Estoy leyendo un libro que cuando me lo sugirieron no le di mayor importancia. Pero cuando lo tuve en mis manos no pude parar de leerlo. Hace tiempo que no me apasionaba tanto con una lectura. Todos los personajes que pueden existir en la sociedad están condensados allí, en retratos perfectos. Perfiles y descripciones agudas en las que se siente una lástima profunda por algunos y una admiración intensa por esa figura que todos quisiéramos poder ser: Howard Roark. Diálogos inteligentes que uno no se cansa de leer, y que hasta dan ganas de releer.
De defender la propia libertad e integridad, esto se trata el libro.  De que el móvil en el camino no sea la opinión de los otros sino la certeza de saber lo que se quiere hacer aunque implique ser egoísta: realizar aquello que nos hace felices y que amamos. Ser libres, poder elegir por sobre todas las cosas.
Destacar alguna una cita del libro es muy difícil, porque cada palabra de sus hojas es completamente imprescindible, pero creo este es un buen resumen: “Peter, antes de hacer las cosas para la gente, debes ser la clase de persona que puede hacer cosas. Pero para hacer las cosas, debes amar hacerlo, no las consecuencias secundarias. Al trabajo, no a las personas. A tu propia acción y no a un pobre destinatario de tu caridad” (…) “Lo único que me importa, mi objeto, mi premio, mi principio, mi fin, es el trabajo en sí. El trabajo hecho a mi manera, Peter. Salvo eso no hay nada en el mundo que puedas ofrecerme”.

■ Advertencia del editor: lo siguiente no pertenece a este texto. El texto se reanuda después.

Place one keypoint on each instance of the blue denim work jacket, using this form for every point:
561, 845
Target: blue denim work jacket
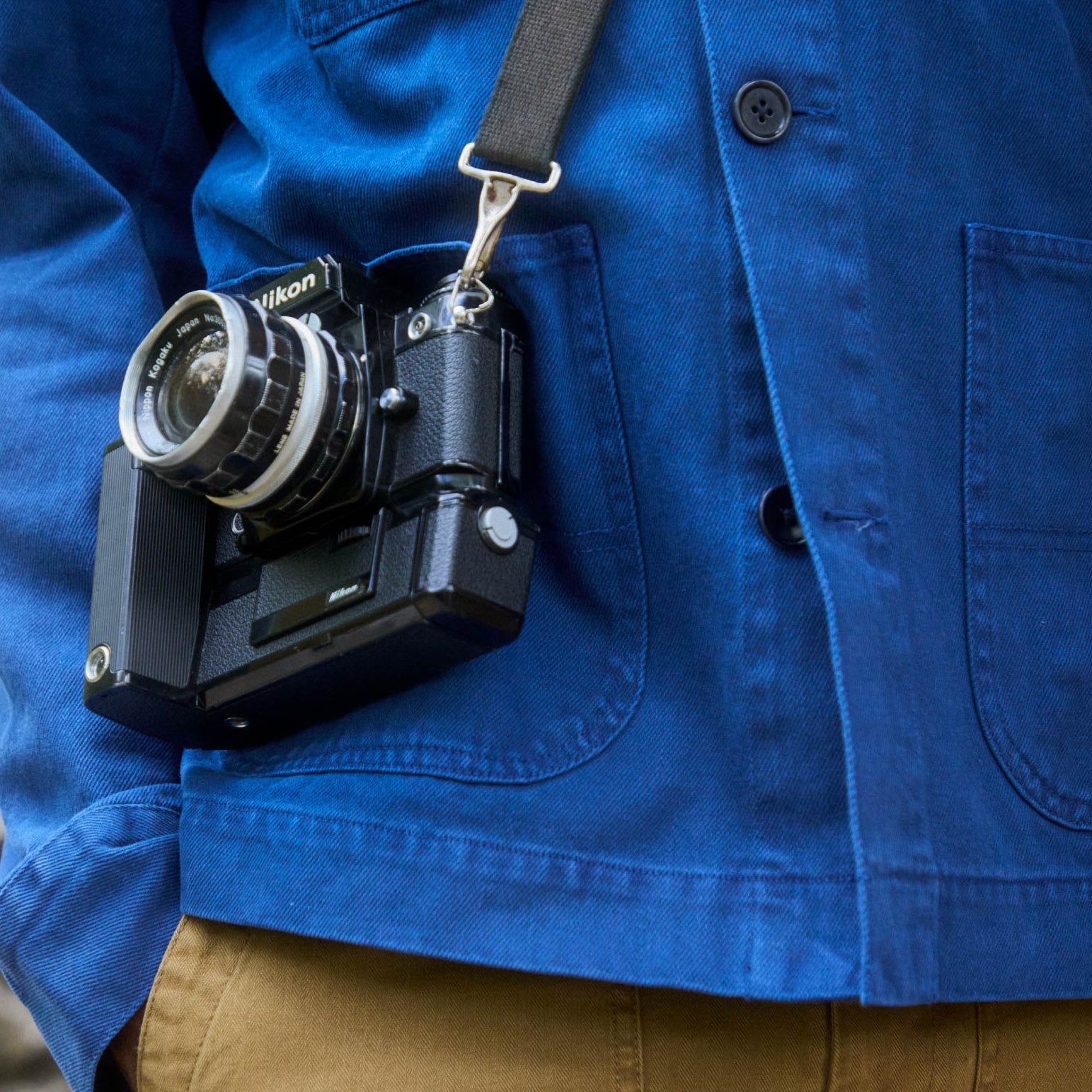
863, 769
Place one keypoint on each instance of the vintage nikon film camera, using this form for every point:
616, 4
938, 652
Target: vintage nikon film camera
313, 505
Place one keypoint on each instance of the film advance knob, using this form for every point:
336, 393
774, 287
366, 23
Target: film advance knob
498, 529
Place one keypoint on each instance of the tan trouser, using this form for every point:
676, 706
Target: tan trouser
249, 1011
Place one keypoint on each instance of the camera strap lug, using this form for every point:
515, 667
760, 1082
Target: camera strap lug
499, 192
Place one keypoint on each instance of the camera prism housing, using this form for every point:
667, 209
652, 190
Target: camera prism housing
315, 505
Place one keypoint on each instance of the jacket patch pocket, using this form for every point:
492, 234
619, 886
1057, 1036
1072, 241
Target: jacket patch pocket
1029, 511
570, 682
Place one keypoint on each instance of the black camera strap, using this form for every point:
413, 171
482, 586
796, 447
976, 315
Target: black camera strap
531, 102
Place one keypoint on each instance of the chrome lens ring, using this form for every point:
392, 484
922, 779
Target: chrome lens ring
261, 366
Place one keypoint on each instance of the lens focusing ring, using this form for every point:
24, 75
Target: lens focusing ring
325, 430
253, 414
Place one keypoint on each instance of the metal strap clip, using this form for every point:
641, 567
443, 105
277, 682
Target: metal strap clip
499, 192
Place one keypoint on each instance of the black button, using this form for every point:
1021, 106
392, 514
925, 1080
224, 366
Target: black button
776, 516
762, 112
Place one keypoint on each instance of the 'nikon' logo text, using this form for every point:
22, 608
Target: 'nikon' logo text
343, 593
282, 294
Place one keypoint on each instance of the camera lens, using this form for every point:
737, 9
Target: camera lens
238, 403
191, 384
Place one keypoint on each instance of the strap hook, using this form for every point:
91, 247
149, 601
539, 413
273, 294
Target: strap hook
499, 192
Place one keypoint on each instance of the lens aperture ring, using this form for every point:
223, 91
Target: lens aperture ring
333, 436
272, 420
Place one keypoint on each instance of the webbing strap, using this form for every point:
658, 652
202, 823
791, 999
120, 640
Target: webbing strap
539, 82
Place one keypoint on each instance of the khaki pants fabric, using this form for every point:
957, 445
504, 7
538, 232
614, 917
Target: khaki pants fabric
247, 1009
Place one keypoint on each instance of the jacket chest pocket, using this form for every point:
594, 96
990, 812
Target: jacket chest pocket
1028, 495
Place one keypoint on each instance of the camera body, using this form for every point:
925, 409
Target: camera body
355, 531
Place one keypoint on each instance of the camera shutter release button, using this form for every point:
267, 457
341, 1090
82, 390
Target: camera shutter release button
761, 112
498, 529
776, 516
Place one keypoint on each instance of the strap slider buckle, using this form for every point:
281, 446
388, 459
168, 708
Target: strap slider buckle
499, 192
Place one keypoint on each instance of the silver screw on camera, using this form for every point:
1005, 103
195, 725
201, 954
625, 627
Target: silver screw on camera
98, 663
498, 529
420, 326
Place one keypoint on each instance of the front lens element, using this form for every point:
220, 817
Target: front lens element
191, 382
238, 403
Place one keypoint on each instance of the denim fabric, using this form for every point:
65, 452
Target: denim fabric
858, 771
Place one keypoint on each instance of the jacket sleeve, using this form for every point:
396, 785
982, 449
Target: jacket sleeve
100, 144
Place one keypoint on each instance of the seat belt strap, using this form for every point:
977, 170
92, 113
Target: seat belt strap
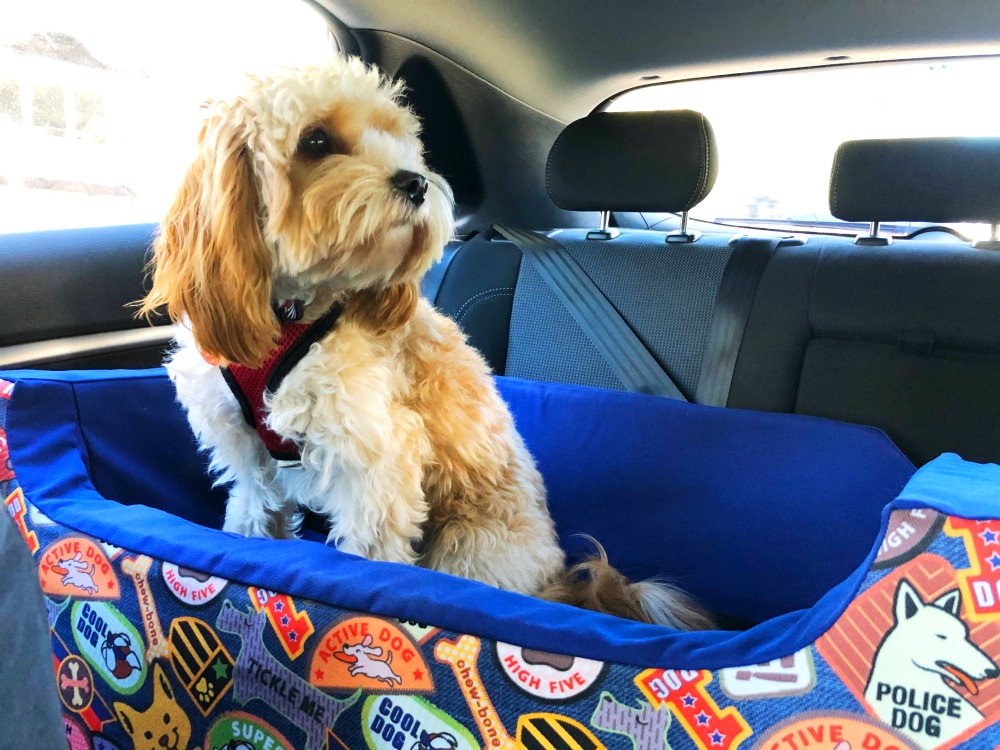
624, 352
733, 302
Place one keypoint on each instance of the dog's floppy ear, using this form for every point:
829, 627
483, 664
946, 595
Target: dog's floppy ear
908, 601
210, 260
950, 602
384, 309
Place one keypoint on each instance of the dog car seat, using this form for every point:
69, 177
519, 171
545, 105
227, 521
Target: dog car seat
875, 590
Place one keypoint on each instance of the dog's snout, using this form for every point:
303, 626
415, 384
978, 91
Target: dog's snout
410, 184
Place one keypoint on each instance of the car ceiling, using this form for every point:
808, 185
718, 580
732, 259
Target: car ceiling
565, 57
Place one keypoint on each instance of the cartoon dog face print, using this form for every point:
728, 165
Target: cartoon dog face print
162, 726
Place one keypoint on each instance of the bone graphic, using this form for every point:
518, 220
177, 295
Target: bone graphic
74, 682
137, 568
462, 656
745, 674
259, 675
645, 726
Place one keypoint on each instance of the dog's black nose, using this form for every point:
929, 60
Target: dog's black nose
410, 184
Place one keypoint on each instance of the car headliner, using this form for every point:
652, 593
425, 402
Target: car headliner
565, 57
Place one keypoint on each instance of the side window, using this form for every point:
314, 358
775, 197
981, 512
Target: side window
100, 102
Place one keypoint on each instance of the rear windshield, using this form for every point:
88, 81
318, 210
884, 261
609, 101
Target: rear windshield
777, 132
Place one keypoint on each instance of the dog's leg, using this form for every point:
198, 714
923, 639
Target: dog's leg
488, 517
256, 506
364, 451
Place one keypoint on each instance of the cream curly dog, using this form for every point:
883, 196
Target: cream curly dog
292, 256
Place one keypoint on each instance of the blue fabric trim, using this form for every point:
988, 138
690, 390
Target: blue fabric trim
48, 450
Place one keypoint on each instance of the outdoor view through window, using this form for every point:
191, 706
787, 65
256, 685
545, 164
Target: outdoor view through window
100, 100
777, 132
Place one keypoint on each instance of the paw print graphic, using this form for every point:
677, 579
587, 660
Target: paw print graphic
205, 690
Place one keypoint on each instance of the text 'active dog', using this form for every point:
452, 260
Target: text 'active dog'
292, 256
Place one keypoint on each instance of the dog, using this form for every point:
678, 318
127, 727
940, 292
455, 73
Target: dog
78, 574
922, 658
162, 726
304, 226
360, 657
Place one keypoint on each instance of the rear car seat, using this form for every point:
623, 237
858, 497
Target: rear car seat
903, 336
664, 161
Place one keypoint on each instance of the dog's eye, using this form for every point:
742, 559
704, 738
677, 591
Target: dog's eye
316, 142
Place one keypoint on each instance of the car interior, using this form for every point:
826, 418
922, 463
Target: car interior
885, 313
902, 333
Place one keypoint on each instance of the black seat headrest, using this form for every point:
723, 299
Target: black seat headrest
633, 161
939, 180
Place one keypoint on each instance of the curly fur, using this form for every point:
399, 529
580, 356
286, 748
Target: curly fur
404, 440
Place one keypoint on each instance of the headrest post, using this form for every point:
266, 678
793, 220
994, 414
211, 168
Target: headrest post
682, 235
606, 232
873, 238
993, 243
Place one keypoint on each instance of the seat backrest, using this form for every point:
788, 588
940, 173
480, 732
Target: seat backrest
665, 290
903, 336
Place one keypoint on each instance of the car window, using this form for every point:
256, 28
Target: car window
100, 100
777, 132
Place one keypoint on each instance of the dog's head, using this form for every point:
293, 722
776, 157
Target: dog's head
308, 183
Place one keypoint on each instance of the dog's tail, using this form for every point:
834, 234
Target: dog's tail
594, 584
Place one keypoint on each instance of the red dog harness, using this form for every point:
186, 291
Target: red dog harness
250, 384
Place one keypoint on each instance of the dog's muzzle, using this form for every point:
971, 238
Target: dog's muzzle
411, 185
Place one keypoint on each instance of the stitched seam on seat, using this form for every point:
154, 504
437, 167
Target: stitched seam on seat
703, 177
478, 297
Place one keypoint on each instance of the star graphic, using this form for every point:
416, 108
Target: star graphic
221, 669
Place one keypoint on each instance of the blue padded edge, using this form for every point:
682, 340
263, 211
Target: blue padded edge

Otra de mis favoritas es referida a los parásitos mentales: “El hombre que engaña y miente, pero que conserva una fachada respetable. El se sabe deshonesto, pero los otros lo creen honesto, y saca su respeto a sí mismo de ahí, en forma parasitaria. El hombre que recibe el crédito de un logro que no es suyo. Se sabe mediocre, pero es genial a los ojos de los demás. Son parásitos mentales. No les interesan los hechos, las ideas, el trabajo. No preguntan: ¿Esto es cierto?, preguntan: ¿Es esto lo que los demás creen que es cierto? No juzgan, repiten. No hacen, dan la impresión de que hacen. No crean, aparentan. No tienen habilidad sino amistades. No tienen mérito sino influencias”.